Leyva's class serves as a microcosm for the struggling Salinas City Elementary School District, which has had to adapt to the changing ethnic demographics, increased class sizes and dire financial straits over the past decade. With the threat of a state takeover, massive teacher layoffs and possible school closures, the district's problems are mounting while the students and teachers continue to perform to the best of their capabilities.

This week, the district was recognized by the state as a program improvement site as part of the federal No Child Left Behind Act. The act is the brainchild of the Bush administration, in an attempt to hold local school districts more accountable for student performance.

The district also announced that it would lay off as many as 158 teachers and administrators, as a cost-cutting measure to clear up a $4.4 million budget deficit.

Prior to the announcements, Salinas City Elementary School District had six of its 11 schools evaluated as underperforming by the state standard. Its Achilles' heel: a high percentage of English-learning students who lowered the performance rate in crucial sub-groups, some of which fell below the federal standard by a matter of a few students.

In 1992, the district's student population consisted of 57.6 Hispanic and 31 percent white students, according to the California Department of Education. By 1997, that numbers had shifted dramatically to 67.9 percent Hispanic and 22.2 percent white.

During the 2003-04 school year, 76.2 percent of the district's student population was Hispanic; 12.6 percent w hite. The percentage of English-learners was 44.2 percent, up from 27.9 percent in 1992. Also, the percentage of students who received free and reduced-priced meals jumped from 54 percent 13 years ago to 70.8 percent, an indication of the lower-economic background of most of the students' families.

"I don't see how you can compare Monterey County with Vermont.

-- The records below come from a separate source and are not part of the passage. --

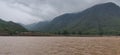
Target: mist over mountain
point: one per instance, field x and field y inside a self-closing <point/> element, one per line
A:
<point x="102" y="18"/>
<point x="9" y="28"/>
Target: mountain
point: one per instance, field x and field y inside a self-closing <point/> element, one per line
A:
<point x="99" y="19"/>
<point x="10" y="27"/>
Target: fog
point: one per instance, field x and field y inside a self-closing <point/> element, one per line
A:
<point x="31" y="11"/>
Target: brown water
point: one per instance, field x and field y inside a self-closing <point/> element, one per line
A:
<point x="59" y="46"/>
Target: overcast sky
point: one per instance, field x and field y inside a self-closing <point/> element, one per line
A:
<point x="30" y="11"/>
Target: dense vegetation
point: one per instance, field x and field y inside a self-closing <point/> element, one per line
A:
<point x="10" y="28"/>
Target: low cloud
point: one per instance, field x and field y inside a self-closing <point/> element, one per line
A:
<point x="30" y="11"/>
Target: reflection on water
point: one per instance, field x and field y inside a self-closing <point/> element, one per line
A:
<point x="59" y="46"/>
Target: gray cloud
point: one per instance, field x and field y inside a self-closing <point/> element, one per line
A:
<point x="30" y="11"/>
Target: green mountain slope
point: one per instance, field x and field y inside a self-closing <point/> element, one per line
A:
<point x="10" y="27"/>
<point x="99" y="19"/>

It's not feasible," said Superintendent Donna Alonzo Vaughn, referring to federal standards that do not take into account English-learning students. "I'm all for high standards, but look at how hard our kids are working."

Indeed, all of the district's schools, except Lincoln Elementary, showed some sort of improvement in the Annual Performance Index test, which is the state standard for school performance. Roosevelt was among those that has performed well.

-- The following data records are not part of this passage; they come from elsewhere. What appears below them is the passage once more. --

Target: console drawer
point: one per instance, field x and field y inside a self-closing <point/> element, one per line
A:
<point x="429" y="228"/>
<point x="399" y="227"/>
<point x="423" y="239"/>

"They've made growth," Vaughn said.

But improvement is not enough. With higher standards comes more pressure to perform well, a challenge the district is struggling to meet.

Deficit's impact|

Inside Leyva's class, students are attentive and eager to learn, which Leyva -- a five-year teaching veteran -- is grateful for. But the impact of the district's $4.4 million budget deficit is evident.

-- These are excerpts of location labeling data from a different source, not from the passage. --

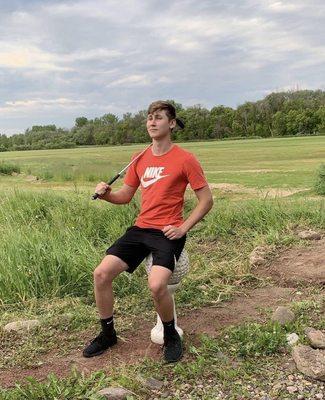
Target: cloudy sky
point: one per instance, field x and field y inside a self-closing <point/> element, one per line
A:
<point x="64" y="59"/>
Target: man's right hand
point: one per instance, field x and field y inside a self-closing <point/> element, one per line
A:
<point x="103" y="189"/>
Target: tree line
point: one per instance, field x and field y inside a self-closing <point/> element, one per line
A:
<point x="278" y="114"/>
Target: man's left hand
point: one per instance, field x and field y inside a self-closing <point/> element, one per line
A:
<point x="173" y="232"/>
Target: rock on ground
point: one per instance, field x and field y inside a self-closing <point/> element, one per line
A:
<point x="316" y="338"/>
<point x="113" y="393"/>
<point x="283" y="315"/>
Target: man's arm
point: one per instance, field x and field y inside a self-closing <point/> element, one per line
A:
<point x="204" y="205"/>
<point x="121" y="196"/>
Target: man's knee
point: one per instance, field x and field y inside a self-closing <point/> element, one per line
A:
<point x="158" y="289"/>
<point x="108" y="269"/>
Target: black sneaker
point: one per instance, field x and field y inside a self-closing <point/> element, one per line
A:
<point x="98" y="345"/>
<point x="173" y="348"/>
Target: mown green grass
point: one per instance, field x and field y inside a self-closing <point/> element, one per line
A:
<point x="286" y="162"/>
<point x="52" y="236"/>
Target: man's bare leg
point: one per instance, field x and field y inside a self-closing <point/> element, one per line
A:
<point x="109" y="268"/>
<point x="158" y="282"/>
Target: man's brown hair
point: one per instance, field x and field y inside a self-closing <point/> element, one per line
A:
<point x="160" y="105"/>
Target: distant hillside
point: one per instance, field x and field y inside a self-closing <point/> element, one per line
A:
<point x="278" y="114"/>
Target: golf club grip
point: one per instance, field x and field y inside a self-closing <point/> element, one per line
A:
<point x="96" y="195"/>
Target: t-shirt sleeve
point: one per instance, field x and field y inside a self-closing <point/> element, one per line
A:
<point x="131" y="177"/>
<point x="194" y="173"/>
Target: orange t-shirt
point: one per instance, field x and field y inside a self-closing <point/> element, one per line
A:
<point x="163" y="180"/>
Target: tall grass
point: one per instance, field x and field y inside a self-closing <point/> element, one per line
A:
<point x="8" y="168"/>
<point x="320" y="180"/>
<point x="51" y="242"/>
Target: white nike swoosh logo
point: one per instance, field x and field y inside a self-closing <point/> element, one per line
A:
<point x="151" y="181"/>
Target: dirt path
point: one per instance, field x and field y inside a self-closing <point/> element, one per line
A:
<point x="265" y="192"/>
<point x="288" y="271"/>
<point x="137" y="345"/>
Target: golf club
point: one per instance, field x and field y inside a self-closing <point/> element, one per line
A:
<point x="96" y="195"/>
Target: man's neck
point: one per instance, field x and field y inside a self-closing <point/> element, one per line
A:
<point x="161" y="147"/>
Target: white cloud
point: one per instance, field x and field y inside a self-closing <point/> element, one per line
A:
<point x="131" y="80"/>
<point x="17" y="106"/>
<point x="23" y="55"/>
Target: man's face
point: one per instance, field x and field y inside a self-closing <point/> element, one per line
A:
<point x="158" y="124"/>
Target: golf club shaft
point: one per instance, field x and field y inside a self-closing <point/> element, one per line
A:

The cap on class size has increased to 33 students this year -- but threatens to go up as high as 36 next year. Leyva has to make do with only 15 dictionaries for her students, some of whom have to share three ways during a lesson. Two outdated maps are on the wall, one of which still refers to Russia and its surrounding countries as the Soviet Union.

"There are just no supplies," Leyva said.

The large class size means that teachers cannot offer students the one-on-one attention they desperately need. Leyva often spends her recess and lunch time, which are supposed to be used for preparation or personal means, to work with students.

"We do our best to get that extra time in," she said.

Added to that is the district's insistence that teachers "differentiate" their lessons to fit each individual student, which Leyva said means "we're essentially giving 33 different lessons." In a large class, with young minds, it's almost impossible.

"We may have a class of sixth-graders, and they may all be 12, but they're not all in the same place," she said. "I think it's important to know your students individually."

Still, Leyva does her best to meet the demands of her job, tag-teaming with other sixth-grade teachers. She'll often trade books and lesson plans with her fellow teachers just to free up time to give students that extra attention.

While the students have put forth a noble effort, the parents, many of whom are originally from Mexico and do not speak English, have had a harder time trying to help their children succeed.

"There is not a lot of parent involvement, but it's not for a lack of caring," Leyva explained.

A lot of parents are not informed of what is going on at the school sites because of the language barriers. Leyva said she speaks little Spanish, and while her parents usually speak little English, she is able to communicate through her students, who sometimes translate for both sides.

The issue has inspired Leyva to help start a program she called "My Parents' Role in Education," which helps students and parents recognize where and when they need to be involved. Leyva said most parents are willing to help out, but because many parents work two jobs and support more than one child, it can be difficult to find the time.

"Parents are an emotional support system, and they need to know that," she said. "They need to know that taking their kids to Wal-Mart and buying them school supplies is a way of supporting their education."

Leyva's program has encouraged parents in her class and other classes to be more active in their children's education.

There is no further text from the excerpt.